A principios de enero, las autoridades camboyanas arrestaron y extraditaron a Chen Zhi, fundador de Prince Group y acusado por las autoridades de EE. UU. y el Reino Unido de dirigir extensas operaciones de centros de estafa y fraude criptográfico. La acción, incluidas las incautaciones reportadas de una cantidad sustancial de bitcoin, sigue siendo una de las medidas de las fuerzas del orden a nivel mundial de mayor repercusión contra redes organizadas de estafas criptográficas y de romance/inversión.

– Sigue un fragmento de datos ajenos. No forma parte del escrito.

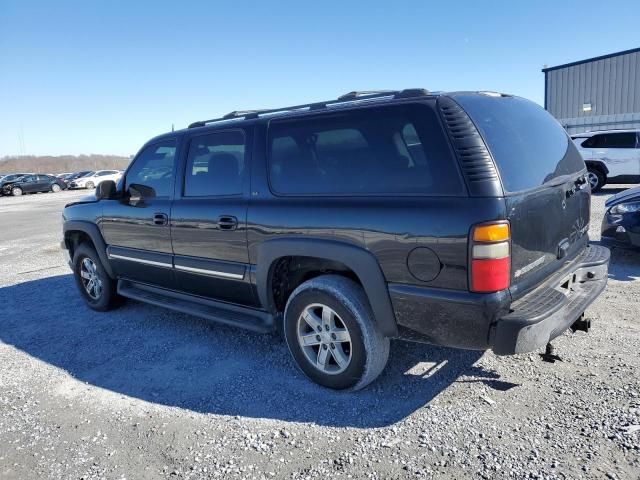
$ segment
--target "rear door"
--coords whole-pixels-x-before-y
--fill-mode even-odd
[[[247,252],[250,133],[214,131],[187,140],[171,210],[171,237],[180,290],[252,306]]]
[[[519,97],[460,95],[498,168],[511,225],[511,292],[517,298],[587,244],[585,164],[562,126]]]

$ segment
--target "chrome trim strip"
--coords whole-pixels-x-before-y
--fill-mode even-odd
[[[182,270],[183,272],[199,273],[201,275],[209,275],[211,277],[234,278],[236,280],[242,280],[244,278],[244,274],[241,275],[239,273],[218,272],[216,270],[205,270],[203,268],[185,267],[183,265],[176,265],[175,269],[176,270]]]
[[[165,267],[165,268],[172,268],[173,265],[171,265],[170,263],[165,263],[165,262],[155,262],[153,260],[145,260],[143,258],[136,258],[136,257],[126,257],[124,255],[115,255],[113,253],[109,253],[109,259],[113,259],[113,260],[127,260],[129,262],[136,262],[136,263],[142,263],[144,265],[153,265],[155,267]]]

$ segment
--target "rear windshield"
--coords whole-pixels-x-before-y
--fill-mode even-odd
[[[426,105],[367,108],[269,126],[272,189],[285,195],[459,195],[464,185]]]
[[[455,100],[487,143],[506,191],[539,187],[584,168],[579,155],[567,155],[569,140],[562,126],[537,104],[488,95],[457,95]]]

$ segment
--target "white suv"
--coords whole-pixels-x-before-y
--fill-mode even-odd
[[[572,135],[589,170],[591,191],[606,183],[640,183],[640,130]]]
[[[119,170],[97,170],[93,172],[93,175],[87,175],[75,179],[69,184],[69,188],[95,188],[105,180],[113,180],[117,182],[120,180],[122,172]]]

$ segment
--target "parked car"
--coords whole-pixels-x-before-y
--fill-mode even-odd
[[[603,239],[640,247],[640,187],[610,197],[605,207]]]
[[[78,177],[75,180],[71,180],[71,182],[69,182],[69,188],[93,189],[105,180],[113,180],[114,182],[117,182],[121,176],[122,174],[118,170],[97,170],[82,177]]]
[[[71,182],[72,180],[76,180],[78,178],[93,175],[93,173],[94,173],[93,170],[83,170],[81,172],[74,172],[74,173],[70,173],[65,180],[67,182]]]
[[[580,154],[533,102],[352,92],[150,140],[64,209],[63,247],[95,310],[282,329],[307,376],[359,389],[391,338],[508,355],[588,330],[609,263],[589,210]]]
[[[607,183],[640,183],[640,130],[607,130],[571,137],[589,170],[591,191]]]
[[[67,184],[52,175],[24,175],[2,185],[3,195],[20,196],[23,193],[54,192],[67,188]]]
[[[3,193],[4,186],[8,183],[14,182],[25,175],[33,175],[33,173],[10,173],[9,175],[5,175],[0,180],[0,195]]]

Informes del 7–8 de enero detallan la detención por parte de las autoridades camboyanas y la extradición de Chen Zhi, el presunto fundador del Prince Group, una red acusada por fiscales internacionales de operar centros de estafa a gran escala y esquemas de fraude en criptomonedas que defraudaron a víctimas en todo el mundo. La cobertura mediática y las declaraciones oficiales indicaron que los fiscales estadounidenses habían identificado y confiscado tenencias significativas de bitcoin vinculadas a la red, y que la extradición a China siguió a esfuerzos coordinados de inteligencia y aplicación de la ley por parte de varios países. El caso de Chen Zhi es ampliamente visto como un desarrollo clave en los esfuerzos globales por desmantelar las estafas transnacionales de “pig‑butchering” que combinan romance, plataformas de inversión falsas y canales cripto para blanquear los ingresos. Los investigadores dicen que la red usó un reclutamiento sofisticado, sitios de negociación fraudulentos y conversiones cripto en capas para mover y ocultar fondos. La detención ha ido seguida de una cascada de acciones de aplicación, operaciones de decomiso de activos y procesamientos en varias jurisdicciones, y continúa moldeando las estrategias multinacionales para rastrear y congelar los flujos cripto ilícitos y para desarticular las estructuras organizativas detrás de grandes empresas de estafa.